I cannot see a Chrome OS netbook being you only machine unless all you do is read the web and email, but I can also see that it will be very useful for a lot of people as an adjunct to their main system. It just has to be cheap enough to make it a disposable item.
I could see such a machine being potentially more useful (and cheaper!) than, say, a Tablet. However, I don't agree with Google's mindset of a home PC is/will be nothing more than a web portal. Perhaps for a 15-yr-old who myTwitFaceSpaces all day, but not for me. Accessing your 4MB+-per-pic high-res photo album would be ludicrous from the cloud, not to mention your home movies.... imagine how long a "zone load" would be for <insert favorite game here> if it had to d/l it each time? That and 100MB wouldn't be enough to browse/edit more than 12 photo album pictures.
Cloud is just a pipe-dream for most
I am an amateur photographer and even with my piddly Canon DSLR regular average RAW picture sizes start at 25MB and balloon to at least 250MB or more once you start playing about with them in Photoshop.
I know the Chrome Notebook thing is not for this sort of thing, it's early days but until we get suitable network speeds to cope with all this data we all hold, these things will simply be novelties or 'on-the-go' tools.

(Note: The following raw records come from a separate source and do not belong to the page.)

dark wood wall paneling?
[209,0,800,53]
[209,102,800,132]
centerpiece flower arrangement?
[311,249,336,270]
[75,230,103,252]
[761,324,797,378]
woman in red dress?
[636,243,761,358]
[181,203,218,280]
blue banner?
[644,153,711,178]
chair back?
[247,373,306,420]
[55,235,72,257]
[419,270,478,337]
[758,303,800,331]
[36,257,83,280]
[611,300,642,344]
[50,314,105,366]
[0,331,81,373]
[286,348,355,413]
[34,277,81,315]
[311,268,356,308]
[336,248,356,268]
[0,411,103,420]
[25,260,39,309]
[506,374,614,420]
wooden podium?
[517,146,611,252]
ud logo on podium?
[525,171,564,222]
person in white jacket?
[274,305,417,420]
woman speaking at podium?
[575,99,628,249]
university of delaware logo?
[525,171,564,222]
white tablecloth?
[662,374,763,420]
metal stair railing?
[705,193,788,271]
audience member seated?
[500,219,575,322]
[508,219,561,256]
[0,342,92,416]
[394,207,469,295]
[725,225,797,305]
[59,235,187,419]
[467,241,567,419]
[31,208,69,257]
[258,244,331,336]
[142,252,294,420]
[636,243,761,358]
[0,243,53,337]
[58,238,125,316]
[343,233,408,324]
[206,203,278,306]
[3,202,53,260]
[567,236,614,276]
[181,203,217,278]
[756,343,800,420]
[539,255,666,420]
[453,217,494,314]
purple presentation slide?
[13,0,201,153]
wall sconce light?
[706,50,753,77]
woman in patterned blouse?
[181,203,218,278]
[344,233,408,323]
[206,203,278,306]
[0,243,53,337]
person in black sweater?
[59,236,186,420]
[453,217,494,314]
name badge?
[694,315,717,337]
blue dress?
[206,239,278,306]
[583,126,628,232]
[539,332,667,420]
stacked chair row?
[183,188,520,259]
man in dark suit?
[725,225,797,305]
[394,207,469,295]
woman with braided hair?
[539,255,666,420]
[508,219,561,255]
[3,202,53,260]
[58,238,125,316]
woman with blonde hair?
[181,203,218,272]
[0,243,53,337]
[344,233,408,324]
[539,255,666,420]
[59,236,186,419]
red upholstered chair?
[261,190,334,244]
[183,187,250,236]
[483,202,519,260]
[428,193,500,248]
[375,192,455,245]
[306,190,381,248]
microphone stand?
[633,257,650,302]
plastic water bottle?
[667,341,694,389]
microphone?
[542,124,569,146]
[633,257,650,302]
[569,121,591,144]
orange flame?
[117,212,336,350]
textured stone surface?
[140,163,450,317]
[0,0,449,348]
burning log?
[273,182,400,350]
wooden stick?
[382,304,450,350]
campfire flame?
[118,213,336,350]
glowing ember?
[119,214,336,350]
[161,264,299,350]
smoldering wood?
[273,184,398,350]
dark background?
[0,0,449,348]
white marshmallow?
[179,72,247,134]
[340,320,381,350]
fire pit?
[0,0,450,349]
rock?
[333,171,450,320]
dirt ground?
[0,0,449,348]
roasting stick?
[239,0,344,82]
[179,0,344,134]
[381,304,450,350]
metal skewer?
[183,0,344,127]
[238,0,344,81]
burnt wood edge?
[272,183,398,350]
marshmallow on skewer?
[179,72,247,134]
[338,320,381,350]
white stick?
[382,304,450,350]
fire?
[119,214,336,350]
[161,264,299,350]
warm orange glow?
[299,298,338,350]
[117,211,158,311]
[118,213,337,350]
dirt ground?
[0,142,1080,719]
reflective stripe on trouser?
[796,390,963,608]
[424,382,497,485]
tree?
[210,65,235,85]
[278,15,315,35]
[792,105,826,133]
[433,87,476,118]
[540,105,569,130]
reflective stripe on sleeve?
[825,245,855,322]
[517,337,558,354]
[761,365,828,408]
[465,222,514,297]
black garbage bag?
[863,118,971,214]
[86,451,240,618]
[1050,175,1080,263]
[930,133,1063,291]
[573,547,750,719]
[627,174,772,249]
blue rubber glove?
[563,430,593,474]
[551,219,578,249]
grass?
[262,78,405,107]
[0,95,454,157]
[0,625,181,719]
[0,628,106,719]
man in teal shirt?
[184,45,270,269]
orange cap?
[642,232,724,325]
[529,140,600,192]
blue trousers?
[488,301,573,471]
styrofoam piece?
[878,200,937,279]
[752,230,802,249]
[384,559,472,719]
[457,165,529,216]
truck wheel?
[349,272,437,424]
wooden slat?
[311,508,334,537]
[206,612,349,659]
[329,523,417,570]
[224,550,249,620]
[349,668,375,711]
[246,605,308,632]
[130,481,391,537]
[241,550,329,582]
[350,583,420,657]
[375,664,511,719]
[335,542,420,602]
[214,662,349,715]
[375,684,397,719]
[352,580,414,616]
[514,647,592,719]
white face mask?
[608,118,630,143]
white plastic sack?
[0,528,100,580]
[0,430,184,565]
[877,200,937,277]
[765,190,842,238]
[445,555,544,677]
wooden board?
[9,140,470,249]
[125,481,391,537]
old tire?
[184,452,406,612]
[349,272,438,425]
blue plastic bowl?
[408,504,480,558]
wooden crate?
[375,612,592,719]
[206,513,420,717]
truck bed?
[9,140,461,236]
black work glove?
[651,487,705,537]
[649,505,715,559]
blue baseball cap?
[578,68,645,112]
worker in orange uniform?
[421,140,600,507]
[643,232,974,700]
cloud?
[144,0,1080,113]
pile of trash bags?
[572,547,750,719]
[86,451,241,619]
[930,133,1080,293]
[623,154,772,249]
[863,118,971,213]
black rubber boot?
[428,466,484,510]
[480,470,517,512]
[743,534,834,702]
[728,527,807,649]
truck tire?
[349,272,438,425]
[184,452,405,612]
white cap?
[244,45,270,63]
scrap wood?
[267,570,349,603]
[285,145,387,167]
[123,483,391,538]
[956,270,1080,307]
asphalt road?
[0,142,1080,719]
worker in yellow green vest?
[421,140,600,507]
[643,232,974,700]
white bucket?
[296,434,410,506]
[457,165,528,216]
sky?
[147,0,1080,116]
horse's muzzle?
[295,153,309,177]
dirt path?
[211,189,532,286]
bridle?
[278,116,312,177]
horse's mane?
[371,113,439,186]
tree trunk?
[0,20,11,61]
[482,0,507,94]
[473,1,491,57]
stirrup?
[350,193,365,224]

Quite frankly a good quality smart-phone can handle most people's needs, you don't need to lug a notebook around.
.... experience over the last twenty years has taught us that first generation toys, components, and etc. are cheap? I must have been buying from all the wrong places. I'd expect cheap to be a future thing. For somebody else .... I'm still driving a cherry 1999 Ford F150.
Trusted path at logon
That security at point of entry, and in depth, should give MS federal systems division a lot of sleepless nights.
Don't the usage patterns described here sound an awful lot like standard daytime work usage for most employees of large organisations ? And with security at logon that other PCs can't match.
ChromeOS does a cryptographic check at bootup, why not an article about the implications of that? They are huge.
The security architecture is interesting and deserves a little more coverage.
Less is less
OK, so I'm looking at two laptop computers of equal size and spec. One of them can browse the web, via Google Chrome + all its various extensions. The other one has the same Chrome browser installed on it (or any other browser of your choice) --- but can also do all sort of other things locally, if you want.
I see no compelling reason to choose the Chrome-only version. EVEN IF all you want to do is browse the web, keeping the capability to do other stuff doesn't really cost anything on a modern computer.
I don't know about that.
If ChromeBooks come in under the magic $100 mark and you'll see uptake...
That's the problem
or not, since google has massive money to subsidise these things.
I'm betting these will be round about the same cost as a small netbook, then you'd have to ask yourself should I spend the extra few quid so I can have a "real" netbbook?"